Educational institutions can have all the ideas they want, but they can’t really do anything without proper funding. As of May 15, ULM now has this kind of funding.

ULM received over $1 million in grant money as part of the federal government’s Workforce Opportunity for Rural Communities initiative. The goal of the initiative was to select 13 organizations that needed help with projects for some type of workforce development. 

ULM was accepted because their project fulfilled the objectives that the Employment and Training Administration was looking for in applicants. 

The money will be used to fund a high school business academy. This academy will have ULM faculty teach business curriculum to 30 high school teachers from Monroe and West Monroe. The high school teachers will then teach a hybrid program consisting of in-classroom learning, virtual learning and mentoring to their students. 

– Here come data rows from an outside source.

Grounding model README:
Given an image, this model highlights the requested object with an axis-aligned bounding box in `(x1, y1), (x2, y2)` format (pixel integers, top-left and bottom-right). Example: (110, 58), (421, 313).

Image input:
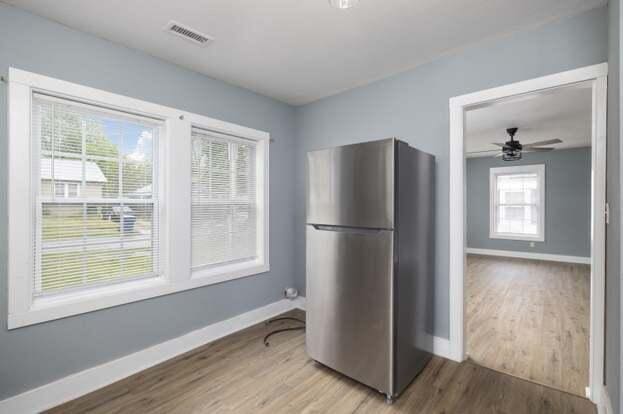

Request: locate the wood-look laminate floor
(465, 255), (590, 396)
(50, 311), (595, 414)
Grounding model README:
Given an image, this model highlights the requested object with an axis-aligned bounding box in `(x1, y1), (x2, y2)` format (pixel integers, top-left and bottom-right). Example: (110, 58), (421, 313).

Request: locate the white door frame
(450, 63), (608, 404)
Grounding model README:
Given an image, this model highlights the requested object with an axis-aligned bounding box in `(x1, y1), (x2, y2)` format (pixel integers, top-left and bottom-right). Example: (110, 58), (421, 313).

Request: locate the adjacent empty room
(465, 82), (592, 396)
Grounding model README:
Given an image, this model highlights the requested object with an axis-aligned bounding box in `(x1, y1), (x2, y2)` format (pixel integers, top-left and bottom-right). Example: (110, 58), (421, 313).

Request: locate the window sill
(8, 276), (175, 329)
(8, 261), (270, 329)
(489, 233), (545, 242)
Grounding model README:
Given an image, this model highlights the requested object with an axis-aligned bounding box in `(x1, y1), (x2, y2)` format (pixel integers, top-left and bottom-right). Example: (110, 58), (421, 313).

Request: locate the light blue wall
(0, 4), (295, 400)
(466, 148), (591, 257)
(296, 8), (608, 338)
(605, 0), (622, 413)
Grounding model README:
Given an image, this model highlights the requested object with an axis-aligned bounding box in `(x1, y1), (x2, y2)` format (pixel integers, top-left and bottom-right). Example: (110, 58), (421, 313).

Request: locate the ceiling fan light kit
(493, 127), (562, 161)
(329, 0), (359, 9)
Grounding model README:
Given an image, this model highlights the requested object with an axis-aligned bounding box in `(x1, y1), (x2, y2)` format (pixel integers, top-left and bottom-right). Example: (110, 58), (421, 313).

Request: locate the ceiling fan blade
(523, 147), (556, 152)
(523, 138), (562, 148)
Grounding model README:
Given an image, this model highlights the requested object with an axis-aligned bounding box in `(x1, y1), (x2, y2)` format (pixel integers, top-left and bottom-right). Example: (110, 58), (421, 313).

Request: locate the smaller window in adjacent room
(489, 164), (545, 241)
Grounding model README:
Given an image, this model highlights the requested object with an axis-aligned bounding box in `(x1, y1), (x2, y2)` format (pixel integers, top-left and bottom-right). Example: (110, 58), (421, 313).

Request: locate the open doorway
(464, 81), (592, 396)
(449, 63), (608, 404)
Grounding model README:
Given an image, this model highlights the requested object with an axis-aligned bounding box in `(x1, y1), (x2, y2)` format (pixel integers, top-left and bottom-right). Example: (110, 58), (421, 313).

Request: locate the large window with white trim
(8, 68), (270, 329)
(31, 93), (160, 296)
(490, 165), (545, 241)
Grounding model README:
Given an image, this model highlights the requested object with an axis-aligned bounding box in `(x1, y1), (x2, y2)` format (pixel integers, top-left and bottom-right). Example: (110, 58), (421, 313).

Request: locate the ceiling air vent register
(164, 20), (214, 46)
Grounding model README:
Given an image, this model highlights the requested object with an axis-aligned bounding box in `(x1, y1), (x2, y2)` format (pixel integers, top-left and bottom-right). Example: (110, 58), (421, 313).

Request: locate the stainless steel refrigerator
(306, 138), (435, 402)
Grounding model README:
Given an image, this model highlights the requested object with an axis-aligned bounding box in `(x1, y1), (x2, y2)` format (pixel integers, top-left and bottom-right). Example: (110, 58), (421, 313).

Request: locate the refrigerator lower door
(306, 225), (394, 394)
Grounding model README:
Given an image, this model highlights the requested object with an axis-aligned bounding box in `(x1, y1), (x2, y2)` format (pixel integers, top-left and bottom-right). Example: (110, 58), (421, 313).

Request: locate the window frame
(188, 114), (270, 284)
(8, 67), (270, 329)
(489, 164), (545, 242)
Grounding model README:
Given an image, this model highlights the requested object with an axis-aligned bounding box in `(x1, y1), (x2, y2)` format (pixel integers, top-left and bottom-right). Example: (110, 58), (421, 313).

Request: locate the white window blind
(191, 128), (258, 269)
(31, 93), (160, 296)
(491, 165), (544, 239)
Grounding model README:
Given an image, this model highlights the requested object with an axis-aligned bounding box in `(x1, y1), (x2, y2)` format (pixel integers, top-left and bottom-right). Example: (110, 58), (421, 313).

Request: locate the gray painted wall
(466, 148), (591, 257)
(0, 4), (295, 400)
(605, 0), (623, 413)
(296, 8), (608, 338)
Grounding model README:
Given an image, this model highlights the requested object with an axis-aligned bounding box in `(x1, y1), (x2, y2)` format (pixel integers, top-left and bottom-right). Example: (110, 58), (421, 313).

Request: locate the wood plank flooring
(465, 255), (590, 396)
(49, 311), (595, 414)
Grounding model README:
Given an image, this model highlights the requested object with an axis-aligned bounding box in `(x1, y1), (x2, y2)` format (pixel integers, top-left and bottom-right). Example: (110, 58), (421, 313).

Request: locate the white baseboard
(465, 247), (591, 264)
(0, 299), (298, 414)
(592, 385), (616, 414)
(0, 296), (448, 414)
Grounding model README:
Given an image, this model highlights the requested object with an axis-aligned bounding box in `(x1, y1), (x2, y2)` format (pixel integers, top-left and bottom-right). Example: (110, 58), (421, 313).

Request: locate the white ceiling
(465, 82), (592, 156)
(2, 0), (606, 105)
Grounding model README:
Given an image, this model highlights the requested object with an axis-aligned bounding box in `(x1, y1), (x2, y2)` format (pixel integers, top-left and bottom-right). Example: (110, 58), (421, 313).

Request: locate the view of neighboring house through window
(191, 128), (258, 269)
(32, 93), (159, 296)
(490, 165), (545, 241)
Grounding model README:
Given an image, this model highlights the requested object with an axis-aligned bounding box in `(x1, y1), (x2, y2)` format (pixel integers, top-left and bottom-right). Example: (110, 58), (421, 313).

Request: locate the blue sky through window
(103, 119), (154, 161)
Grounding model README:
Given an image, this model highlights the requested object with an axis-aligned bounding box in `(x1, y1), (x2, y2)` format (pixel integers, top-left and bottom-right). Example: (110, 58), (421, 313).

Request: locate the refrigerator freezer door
(307, 138), (395, 229)
(306, 225), (394, 393)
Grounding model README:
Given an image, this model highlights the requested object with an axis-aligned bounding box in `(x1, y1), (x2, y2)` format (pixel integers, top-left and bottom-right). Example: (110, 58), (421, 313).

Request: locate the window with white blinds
(191, 128), (258, 269)
(7, 68), (270, 329)
(31, 93), (160, 296)
(491, 165), (545, 241)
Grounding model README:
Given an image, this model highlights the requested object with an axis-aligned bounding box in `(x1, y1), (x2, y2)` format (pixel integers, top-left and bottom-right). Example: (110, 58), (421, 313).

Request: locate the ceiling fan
(492, 128), (562, 161)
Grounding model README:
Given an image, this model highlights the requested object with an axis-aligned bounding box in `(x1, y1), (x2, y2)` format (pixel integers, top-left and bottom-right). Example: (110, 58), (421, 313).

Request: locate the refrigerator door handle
(312, 224), (391, 234)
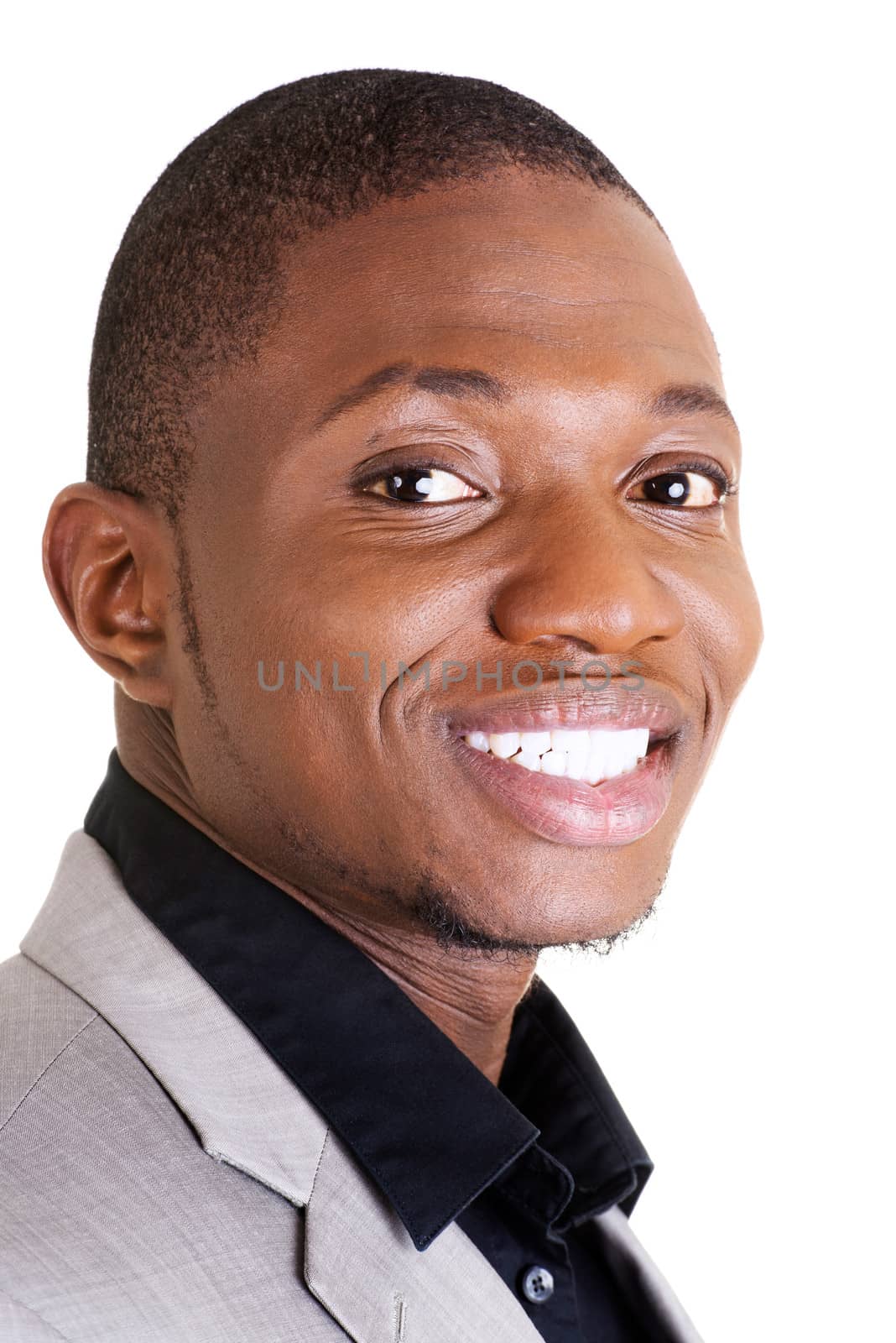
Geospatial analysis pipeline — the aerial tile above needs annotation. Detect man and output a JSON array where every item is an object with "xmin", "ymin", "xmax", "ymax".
[{"xmin": 0, "ymin": 70, "xmax": 762, "ymax": 1343}]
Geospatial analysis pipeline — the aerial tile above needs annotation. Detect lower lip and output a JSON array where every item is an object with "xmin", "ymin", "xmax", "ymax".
[{"xmin": 455, "ymin": 737, "xmax": 674, "ymax": 846}]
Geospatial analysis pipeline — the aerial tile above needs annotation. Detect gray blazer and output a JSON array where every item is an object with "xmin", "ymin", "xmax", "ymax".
[{"xmin": 0, "ymin": 830, "xmax": 699, "ymax": 1343}]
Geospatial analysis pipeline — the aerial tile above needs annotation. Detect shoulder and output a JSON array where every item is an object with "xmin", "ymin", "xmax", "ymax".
[{"xmin": 0, "ymin": 954, "xmax": 342, "ymax": 1343}]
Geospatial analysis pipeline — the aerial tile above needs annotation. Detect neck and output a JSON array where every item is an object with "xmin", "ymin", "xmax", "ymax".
[{"xmin": 115, "ymin": 687, "xmax": 538, "ymax": 1085}]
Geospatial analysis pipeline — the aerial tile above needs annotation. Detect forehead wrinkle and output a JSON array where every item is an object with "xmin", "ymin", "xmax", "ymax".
[{"xmin": 456, "ymin": 286, "xmax": 701, "ymax": 332}]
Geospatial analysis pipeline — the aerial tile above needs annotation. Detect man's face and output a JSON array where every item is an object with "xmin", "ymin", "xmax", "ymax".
[{"xmin": 163, "ymin": 170, "xmax": 762, "ymax": 945}]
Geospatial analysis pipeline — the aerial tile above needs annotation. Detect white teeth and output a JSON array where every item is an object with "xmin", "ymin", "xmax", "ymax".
[
  {"xmin": 519, "ymin": 732, "xmax": 551, "ymax": 755},
  {"xmin": 542, "ymin": 747, "xmax": 566, "ymax": 775},
  {"xmin": 464, "ymin": 728, "xmax": 650, "ymax": 784}
]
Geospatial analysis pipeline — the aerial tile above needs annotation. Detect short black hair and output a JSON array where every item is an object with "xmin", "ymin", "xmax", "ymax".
[{"xmin": 87, "ymin": 70, "xmax": 656, "ymax": 522}]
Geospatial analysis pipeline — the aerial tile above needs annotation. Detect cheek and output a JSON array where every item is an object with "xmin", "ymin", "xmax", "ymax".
[{"xmin": 688, "ymin": 562, "xmax": 762, "ymax": 709}]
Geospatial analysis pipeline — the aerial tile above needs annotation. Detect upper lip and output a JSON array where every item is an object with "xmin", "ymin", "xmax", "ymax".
[{"xmin": 446, "ymin": 672, "xmax": 685, "ymax": 743}]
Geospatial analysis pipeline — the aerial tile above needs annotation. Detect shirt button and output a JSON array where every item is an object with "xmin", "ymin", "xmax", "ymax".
[{"xmin": 524, "ymin": 1264, "xmax": 554, "ymax": 1305}]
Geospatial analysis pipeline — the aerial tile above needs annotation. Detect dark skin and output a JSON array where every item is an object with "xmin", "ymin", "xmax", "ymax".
[{"xmin": 44, "ymin": 170, "xmax": 762, "ymax": 1083}]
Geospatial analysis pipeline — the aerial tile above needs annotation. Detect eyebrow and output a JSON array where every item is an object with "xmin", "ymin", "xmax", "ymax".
[{"xmin": 311, "ymin": 363, "xmax": 737, "ymax": 434}]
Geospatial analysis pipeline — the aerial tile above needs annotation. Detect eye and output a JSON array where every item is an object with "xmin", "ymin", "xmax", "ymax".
[
  {"xmin": 634, "ymin": 462, "xmax": 735, "ymax": 509},
  {"xmin": 365, "ymin": 466, "xmax": 483, "ymax": 504}
]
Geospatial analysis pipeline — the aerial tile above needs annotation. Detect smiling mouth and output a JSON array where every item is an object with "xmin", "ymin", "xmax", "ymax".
[{"xmin": 463, "ymin": 728, "xmax": 668, "ymax": 787}]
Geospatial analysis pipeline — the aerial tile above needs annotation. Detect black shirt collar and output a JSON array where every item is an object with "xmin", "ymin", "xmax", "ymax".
[{"xmin": 85, "ymin": 750, "xmax": 654, "ymax": 1249}]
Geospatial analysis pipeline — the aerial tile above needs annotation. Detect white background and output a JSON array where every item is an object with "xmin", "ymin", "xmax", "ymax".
[{"xmin": 0, "ymin": 0, "xmax": 896, "ymax": 1343}]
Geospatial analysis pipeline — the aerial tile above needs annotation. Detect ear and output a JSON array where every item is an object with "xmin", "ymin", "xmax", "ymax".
[{"xmin": 43, "ymin": 481, "xmax": 175, "ymax": 709}]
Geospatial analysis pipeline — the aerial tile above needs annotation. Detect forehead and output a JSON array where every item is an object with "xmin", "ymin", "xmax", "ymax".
[{"xmin": 207, "ymin": 170, "xmax": 721, "ymax": 451}]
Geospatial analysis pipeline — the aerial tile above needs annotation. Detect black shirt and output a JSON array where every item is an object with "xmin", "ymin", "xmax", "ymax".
[{"xmin": 85, "ymin": 750, "xmax": 654, "ymax": 1343}]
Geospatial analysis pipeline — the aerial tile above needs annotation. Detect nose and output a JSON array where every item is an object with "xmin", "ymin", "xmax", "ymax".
[{"xmin": 491, "ymin": 515, "xmax": 685, "ymax": 656}]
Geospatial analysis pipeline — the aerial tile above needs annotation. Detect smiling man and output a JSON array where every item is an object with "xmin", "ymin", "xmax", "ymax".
[{"xmin": 0, "ymin": 70, "xmax": 762, "ymax": 1343}]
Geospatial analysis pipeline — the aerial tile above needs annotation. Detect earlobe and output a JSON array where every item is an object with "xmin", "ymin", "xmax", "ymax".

Carroll High School, Wossman High School and Neville High School are the first schools that will be able to participate in learning the basics of entrepreneurship, management, marketing and accounting. High school students can earn up to 18 college credits through participation in the academy.

“This successful grant initiative is a great example of a regional collaboration to address a critical need in preparing students for direct from high school careers or their pursuit of higher education,” President Ronald Berry said. 

Berry said that this idea has been curating for the past couple of years with the help of Dean Blackett, a board member of the Louisiana Environmental Education Commission, Sue Nicholson, CEO and president of the Monroe Chamber of Commerce, and DRA federal co-chairman, Chris Caldwell. 

Nicholson said the academy is a “program that will create jobs and build a more resilient community.” She believes that this grant is just the start of expanding the curriculum to the whole northeast Louisiana region.

With help from the Delta Regional Authority and partnership with the Appalachian Regional Commission and the U.S Department of Labor’s ETA, ULM and 12 other organizations now have the opportunity to improve local economic and skill development.